$f:X\rightarrow S^1$ a continuous map. $X$ a path-connected topological space.

Let $f:X\rightarrow S^1$ be a continuous map from a path-connected topological space $X$ and let $p:\mathbb{R} \rightarrow S^1$ be the universal covering.

What is the condition when $f$ admits a lifting that there exists a continuous map $h: X \rightarrow \mathbb{R}$ such that $p \circ h = f$ ?

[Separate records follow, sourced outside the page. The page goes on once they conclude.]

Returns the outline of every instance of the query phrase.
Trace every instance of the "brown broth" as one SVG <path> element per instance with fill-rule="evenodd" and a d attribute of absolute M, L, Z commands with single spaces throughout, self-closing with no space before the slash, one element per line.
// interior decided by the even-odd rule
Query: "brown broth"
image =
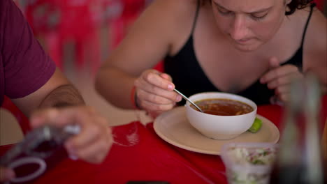
<path fill-rule="evenodd" d="M 237 100 L 212 98 L 195 102 L 204 113 L 219 116 L 235 116 L 252 112 L 252 107 Z M 191 105 L 194 109 L 196 108 Z"/>

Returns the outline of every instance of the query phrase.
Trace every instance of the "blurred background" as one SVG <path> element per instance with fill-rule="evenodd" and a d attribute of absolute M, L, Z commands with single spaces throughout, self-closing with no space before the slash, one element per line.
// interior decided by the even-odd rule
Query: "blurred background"
<path fill-rule="evenodd" d="M 110 51 L 152 0 L 14 0 L 34 33 L 57 66 L 77 86 L 87 103 L 95 107 L 110 125 L 152 121 L 143 112 L 123 110 L 95 91 L 94 75 Z M 326 0 L 314 0 L 327 12 Z M 324 7 L 323 7 L 324 4 Z M 160 65 L 157 68 L 161 67 Z M 23 137 L 17 116 L 0 108 L 0 145 Z"/>

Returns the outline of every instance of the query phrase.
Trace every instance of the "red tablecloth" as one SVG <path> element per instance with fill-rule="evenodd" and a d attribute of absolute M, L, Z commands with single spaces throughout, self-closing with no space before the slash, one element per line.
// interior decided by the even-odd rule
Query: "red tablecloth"
<path fill-rule="evenodd" d="M 327 103 L 323 117 L 327 116 Z M 261 106 L 258 114 L 279 127 L 282 108 Z M 197 153 L 162 140 L 153 123 L 132 122 L 113 128 L 115 144 L 106 160 L 92 164 L 64 160 L 33 183 L 126 183 L 129 181 L 165 181 L 170 183 L 226 183 L 219 155 Z"/>

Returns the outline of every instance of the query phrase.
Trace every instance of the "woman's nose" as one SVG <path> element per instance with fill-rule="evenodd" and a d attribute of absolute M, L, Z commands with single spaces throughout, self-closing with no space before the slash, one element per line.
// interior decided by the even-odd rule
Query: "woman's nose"
<path fill-rule="evenodd" d="M 246 20 L 244 17 L 235 16 L 231 24 L 229 34 L 234 40 L 246 38 L 248 32 Z"/>

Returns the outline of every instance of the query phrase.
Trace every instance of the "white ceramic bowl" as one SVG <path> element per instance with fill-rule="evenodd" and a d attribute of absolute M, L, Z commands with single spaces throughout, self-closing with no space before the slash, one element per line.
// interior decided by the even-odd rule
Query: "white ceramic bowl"
<path fill-rule="evenodd" d="M 190 103 L 185 104 L 186 115 L 191 125 L 206 137 L 215 139 L 231 139 L 247 131 L 252 125 L 256 114 L 256 105 L 245 97 L 220 92 L 205 92 L 194 94 L 189 100 L 196 102 L 205 99 L 224 98 L 246 103 L 253 111 L 242 115 L 219 116 L 198 112 Z"/>

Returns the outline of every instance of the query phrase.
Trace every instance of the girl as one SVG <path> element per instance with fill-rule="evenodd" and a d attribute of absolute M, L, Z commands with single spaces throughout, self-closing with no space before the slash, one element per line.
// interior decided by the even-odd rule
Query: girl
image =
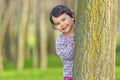
<path fill-rule="evenodd" d="M 68 7 L 58 5 L 50 12 L 50 21 L 62 33 L 56 40 L 56 52 L 63 63 L 64 80 L 72 80 L 75 17 Z"/>

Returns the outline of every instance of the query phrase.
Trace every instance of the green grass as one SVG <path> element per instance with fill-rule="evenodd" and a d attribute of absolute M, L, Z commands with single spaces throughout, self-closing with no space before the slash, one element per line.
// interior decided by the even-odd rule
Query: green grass
<path fill-rule="evenodd" d="M 61 68 L 9 70 L 0 73 L 0 80 L 62 80 L 61 75 Z"/>
<path fill-rule="evenodd" d="M 9 70 L 0 73 L 0 80 L 63 80 L 62 68 Z M 116 80 L 120 80 L 120 67 L 116 67 Z"/>
<path fill-rule="evenodd" d="M 13 62 L 5 61 L 5 70 L 0 72 L 0 80 L 63 80 L 62 63 L 58 56 L 48 57 L 48 69 L 46 70 L 32 69 L 31 61 L 29 59 L 25 61 L 25 69 L 22 71 L 17 71 Z M 116 63 L 119 65 L 119 60 Z M 116 66 L 115 75 L 116 80 L 120 80 L 120 66 Z"/>

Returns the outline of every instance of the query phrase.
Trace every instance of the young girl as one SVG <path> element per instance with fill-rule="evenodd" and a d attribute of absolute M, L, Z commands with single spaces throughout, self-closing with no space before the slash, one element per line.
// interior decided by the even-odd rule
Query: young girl
<path fill-rule="evenodd" d="M 54 7 L 50 13 L 53 28 L 60 31 L 56 40 L 56 52 L 63 63 L 64 80 L 72 80 L 73 54 L 74 54 L 74 22 L 71 10 L 64 6 Z"/>

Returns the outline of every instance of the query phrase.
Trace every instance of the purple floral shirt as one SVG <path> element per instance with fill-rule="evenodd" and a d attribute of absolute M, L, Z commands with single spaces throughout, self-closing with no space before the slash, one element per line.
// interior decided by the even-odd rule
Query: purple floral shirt
<path fill-rule="evenodd" d="M 60 34 L 56 40 L 56 52 L 63 63 L 63 76 L 72 77 L 74 36 Z"/>

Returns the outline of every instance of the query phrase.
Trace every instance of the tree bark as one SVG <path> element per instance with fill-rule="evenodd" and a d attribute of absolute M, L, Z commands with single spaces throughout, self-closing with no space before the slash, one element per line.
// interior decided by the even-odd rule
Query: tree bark
<path fill-rule="evenodd" d="M 116 0 L 78 0 L 73 80 L 115 80 Z"/>
<path fill-rule="evenodd" d="M 14 0 L 10 2 L 10 5 L 6 8 L 3 14 L 3 22 L 0 27 L 0 70 L 3 70 L 3 42 L 4 36 L 7 29 L 7 25 L 10 19 L 10 15 L 12 14 L 12 8 L 14 5 Z"/>
<path fill-rule="evenodd" d="M 46 0 L 41 1 L 40 0 L 40 6 L 41 6 L 41 12 L 40 12 L 40 68 L 41 69 L 46 69 L 47 68 L 47 54 L 48 54 L 48 49 L 47 49 L 47 26 L 45 23 L 46 20 Z"/>

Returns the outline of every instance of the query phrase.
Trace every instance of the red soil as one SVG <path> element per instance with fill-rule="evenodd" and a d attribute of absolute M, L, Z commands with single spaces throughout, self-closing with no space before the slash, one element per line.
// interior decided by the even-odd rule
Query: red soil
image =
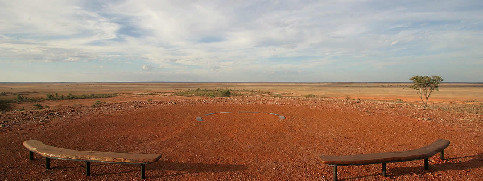
<path fill-rule="evenodd" d="M 239 111 L 269 112 L 286 117 Z M 208 113 L 232 113 L 203 116 Z M 46 117 L 46 116 L 47 116 Z M 421 118 L 421 120 L 418 120 Z M 426 118 L 425 120 L 422 118 Z M 141 180 L 139 166 L 43 157 L 28 160 L 26 140 L 71 149 L 160 153 L 146 181 L 322 180 L 332 167 L 318 155 L 364 154 L 451 144 L 447 160 L 339 167 L 340 180 L 483 180 L 483 116 L 382 102 L 321 98 L 231 97 L 109 103 L 0 115 L 0 180 Z M 41 120 L 46 122 L 38 123 Z"/>

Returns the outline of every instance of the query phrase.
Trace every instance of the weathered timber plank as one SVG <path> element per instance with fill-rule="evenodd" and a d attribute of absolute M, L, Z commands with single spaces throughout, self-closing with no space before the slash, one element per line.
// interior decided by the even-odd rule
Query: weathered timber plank
<path fill-rule="evenodd" d="M 63 159 L 148 164 L 157 161 L 161 158 L 161 154 L 159 154 L 125 153 L 69 150 L 47 145 L 35 139 L 25 141 L 24 146 L 30 151 L 38 153 L 43 156 Z"/>
<path fill-rule="evenodd" d="M 450 141 L 438 139 L 424 147 L 397 152 L 379 153 L 352 155 L 319 156 L 323 164 L 327 165 L 369 165 L 425 159 L 431 157 L 446 148 Z"/>

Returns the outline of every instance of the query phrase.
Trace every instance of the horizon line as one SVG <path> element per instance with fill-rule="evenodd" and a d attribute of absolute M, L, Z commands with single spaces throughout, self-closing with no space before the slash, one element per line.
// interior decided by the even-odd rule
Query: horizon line
<path fill-rule="evenodd" d="M 106 81 L 106 82 L 1 82 L 0 84 L 11 83 L 412 83 L 411 82 L 189 82 L 189 81 Z M 450 82 L 440 83 L 483 84 L 477 82 Z"/>

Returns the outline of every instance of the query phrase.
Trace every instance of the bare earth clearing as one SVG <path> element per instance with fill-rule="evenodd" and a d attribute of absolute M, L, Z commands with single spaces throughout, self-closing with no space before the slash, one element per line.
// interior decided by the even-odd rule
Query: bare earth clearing
<path fill-rule="evenodd" d="M 381 176 L 379 164 L 345 166 L 339 167 L 339 179 L 483 180 L 483 115 L 481 114 L 425 109 L 383 101 L 335 98 L 275 97 L 273 95 L 214 98 L 173 96 L 168 92 L 177 90 L 162 84 L 156 85 L 157 83 L 145 84 L 166 87 L 163 89 L 145 85 L 146 88 L 143 89 L 138 84 L 132 90 L 128 90 L 120 88 L 126 86 L 120 84 L 111 85 L 113 87 L 109 90 L 101 88 L 100 91 L 95 92 L 99 87 L 89 89 L 90 87 L 86 85 L 85 88 L 62 89 L 60 86 L 64 85 L 60 85 L 61 84 L 49 84 L 49 87 L 46 87 L 47 83 L 39 83 L 34 88 L 18 85 L 12 86 L 11 89 L 18 89 L 15 92 L 38 92 L 28 93 L 31 94 L 28 96 L 39 97 L 44 97 L 44 92 L 125 94 L 99 99 L 108 103 L 95 108 L 91 107 L 90 104 L 97 99 L 52 100 L 40 102 L 51 106 L 49 109 L 7 111 L 0 114 L 0 122 L 4 125 L 0 128 L 0 146 L 3 148 L 0 150 L 1 181 L 141 180 L 139 167 L 136 166 L 93 163 L 91 166 L 92 175 L 86 178 L 83 163 L 53 160 L 51 166 L 53 168 L 46 170 L 43 157 L 36 154 L 34 160 L 28 160 L 28 151 L 22 143 L 31 139 L 78 150 L 162 154 L 159 161 L 146 166 L 146 181 L 329 181 L 332 180 L 332 167 L 320 164 L 317 155 L 413 149 L 438 139 L 451 141 L 445 151 L 447 160 L 440 161 L 437 155 L 430 158 L 429 170 L 424 170 L 422 160 L 388 163 L 387 178 Z M 234 83 L 237 84 L 236 87 L 228 84 L 208 87 L 199 84 L 178 84 L 188 85 L 174 87 L 180 89 L 227 87 L 294 93 L 295 96 L 348 96 L 351 98 L 393 101 L 397 98 L 411 101 L 411 98 L 419 98 L 407 85 L 389 85 L 387 88 L 387 85 L 374 85 L 365 87 L 372 92 L 362 94 L 358 90 L 363 91 L 364 87 L 360 87 L 363 85 L 348 84 L 345 87 L 341 84 L 328 88 L 339 96 L 330 96 L 328 95 L 332 93 L 322 93 L 326 92 L 321 90 L 332 85 L 323 84 L 287 86 L 284 83 L 285 87 L 288 88 L 277 89 L 284 87 L 277 87 L 278 84 L 282 83 L 250 83 L 252 84 L 246 86 Z M 383 84 L 377 84 L 378 86 Z M 108 84 L 101 85 L 109 87 Z M 483 97 L 481 84 L 465 85 L 467 89 L 462 88 L 467 87 L 461 85 L 452 87 L 452 84 L 448 84 L 444 85 L 445 88 L 442 85 L 441 91 L 430 98 L 429 106 L 433 103 L 451 104 L 454 101 L 472 105 L 477 107 L 475 111 L 478 111 L 478 106 Z M 274 88 L 270 88 L 270 86 Z M 307 88 L 309 86 L 312 88 Z M 2 87 L 0 92 L 13 94 L 14 91 Z M 322 89 L 317 89 L 320 92 L 307 90 L 311 88 Z M 292 91 L 289 91 L 291 89 Z M 444 89 L 448 92 L 443 92 Z M 72 91 L 74 90 L 77 91 Z M 390 91 L 391 90 L 395 92 Z M 135 94 L 142 92 L 163 93 Z M 10 96 L 13 96 L 2 98 Z M 149 98 L 153 100 L 146 101 Z M 74 107 L 74 103 L 83 106 Z M 28 104 L 32 103 L 14 104 L 16 107 L 23 105 L 27 109 Z M 273 112 L 284 115 L 286 119 L 280 120 L 277 116 L 268 114 L 238 112 L 243 111 Z M 233 112 L 203 116 L 221 111 Z M 201 116 L 203 121 L 195 120 Z"/>

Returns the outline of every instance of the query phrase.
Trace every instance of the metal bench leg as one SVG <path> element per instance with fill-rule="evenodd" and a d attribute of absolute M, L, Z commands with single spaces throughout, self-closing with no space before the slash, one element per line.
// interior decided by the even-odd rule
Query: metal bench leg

• Have you looked in any textbook which treats covering spaces? Jun 18 '14 at 8:13
• @MarianoSuárez-Alvarez I have read some notes but not textbook Jun 18 '14 at 8:16
• This is a condition on the pushforwards of the fundamental groups: See on the "Lifting Conditions" part: en.wikipedia.org/wiki/Covering_space Jun 18 '14 at 8:29
• Note that there are no non trivial homomorphisms from a finite group to the infinite cyclic group, therefore the image on the level of fundamental group of such spaces will always be trivial , ie contained in the image of $p_*$ Jun 18 '14 at 8:52

In general the following result holds for all connectet, locally connected topological spaces:

Let $p:X\longrightarrow Y$ be a cover and let $f:Z\longrightarrow Y$ be a continuous map. Let $z_{0}\in Z$ be a fixed basepoint and let $y_{0}=f(z_{0})\in Y,$ $x_{0}\in X$ such that $p(x_{0})=y_{0}$ (i.e., all the base point are constructed in the obvious way).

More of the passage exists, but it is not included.